His life had been sad. His death had been sad. His story had been sad. And his dog was saddest of all, because he didn’t get his nightly dinner. And it was all because of several different things that factored against him:
- He was male.
- He had decided to become a teacher, despite the fact that every teacher eventually has one loudmouth parent who does nothing but bitch about the entire American school system and then teach their equally loudmouthed children to do the same.

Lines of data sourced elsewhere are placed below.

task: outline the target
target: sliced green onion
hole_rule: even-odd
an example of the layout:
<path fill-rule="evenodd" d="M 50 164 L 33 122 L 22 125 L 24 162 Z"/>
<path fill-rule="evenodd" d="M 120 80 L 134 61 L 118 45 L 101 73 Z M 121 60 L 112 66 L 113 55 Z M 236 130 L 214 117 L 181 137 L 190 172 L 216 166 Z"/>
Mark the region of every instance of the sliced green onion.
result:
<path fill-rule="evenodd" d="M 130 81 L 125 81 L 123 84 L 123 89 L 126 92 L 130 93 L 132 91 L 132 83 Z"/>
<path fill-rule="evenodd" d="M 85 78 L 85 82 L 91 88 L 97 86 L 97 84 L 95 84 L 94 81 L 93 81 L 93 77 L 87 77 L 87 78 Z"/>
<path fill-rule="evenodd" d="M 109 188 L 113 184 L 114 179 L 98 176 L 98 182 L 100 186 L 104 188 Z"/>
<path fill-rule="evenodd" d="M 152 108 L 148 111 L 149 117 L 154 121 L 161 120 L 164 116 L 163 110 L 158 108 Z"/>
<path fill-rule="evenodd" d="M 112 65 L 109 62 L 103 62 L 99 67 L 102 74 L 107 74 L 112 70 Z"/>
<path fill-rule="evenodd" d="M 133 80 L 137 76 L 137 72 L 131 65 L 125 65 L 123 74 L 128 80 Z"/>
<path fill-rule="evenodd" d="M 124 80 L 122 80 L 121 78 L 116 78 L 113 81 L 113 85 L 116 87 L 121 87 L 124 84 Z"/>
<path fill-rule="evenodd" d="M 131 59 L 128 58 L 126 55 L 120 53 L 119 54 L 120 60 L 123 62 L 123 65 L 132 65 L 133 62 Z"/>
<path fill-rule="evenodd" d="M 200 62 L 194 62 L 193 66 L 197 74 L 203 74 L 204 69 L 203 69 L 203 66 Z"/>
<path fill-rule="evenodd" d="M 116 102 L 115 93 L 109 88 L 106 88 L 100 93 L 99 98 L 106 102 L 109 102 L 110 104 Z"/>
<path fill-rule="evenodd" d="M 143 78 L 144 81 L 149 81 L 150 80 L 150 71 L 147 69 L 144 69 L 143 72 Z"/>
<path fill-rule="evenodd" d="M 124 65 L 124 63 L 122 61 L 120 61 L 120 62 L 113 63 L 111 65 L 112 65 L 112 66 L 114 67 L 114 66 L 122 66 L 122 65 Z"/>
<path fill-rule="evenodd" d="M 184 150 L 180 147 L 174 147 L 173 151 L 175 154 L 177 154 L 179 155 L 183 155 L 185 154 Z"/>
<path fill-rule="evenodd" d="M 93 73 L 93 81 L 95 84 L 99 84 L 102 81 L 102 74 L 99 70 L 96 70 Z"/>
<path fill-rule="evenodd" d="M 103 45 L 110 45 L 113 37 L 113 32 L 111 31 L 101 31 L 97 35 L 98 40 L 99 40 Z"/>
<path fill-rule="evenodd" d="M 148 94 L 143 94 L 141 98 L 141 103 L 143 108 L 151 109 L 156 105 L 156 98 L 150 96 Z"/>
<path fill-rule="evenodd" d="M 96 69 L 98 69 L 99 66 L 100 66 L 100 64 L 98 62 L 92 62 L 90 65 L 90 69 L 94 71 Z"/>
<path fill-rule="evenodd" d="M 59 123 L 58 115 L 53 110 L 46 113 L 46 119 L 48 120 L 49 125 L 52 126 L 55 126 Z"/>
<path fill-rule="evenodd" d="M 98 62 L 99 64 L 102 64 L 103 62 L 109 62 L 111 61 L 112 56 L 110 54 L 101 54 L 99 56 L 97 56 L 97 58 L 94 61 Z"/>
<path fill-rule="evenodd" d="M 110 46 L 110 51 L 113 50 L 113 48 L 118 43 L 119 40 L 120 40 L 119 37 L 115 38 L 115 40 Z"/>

- He liked attractive cars.
- Nobody loved him.
- His dog liked to eat.
And the list goes on and on.
What’s saddest about Mr. Hanley’s story, however, is that it sucks. I would never wish Mr. Hanley’s story upon anybody, even my worst enemies. And–this will shock you–I would never even wish this story upon my own mother, even when I’m angry at her because she doesn’t take me seriously when I want to get a $30,000 pickup truck.
And so, that is my point. Oh, to hell with it, I don’t have a point.
Oh, and by the way, to those teachers who want to know where I was this afternoon on the date specifically known as “Senior Ditch Day”: I had a cold.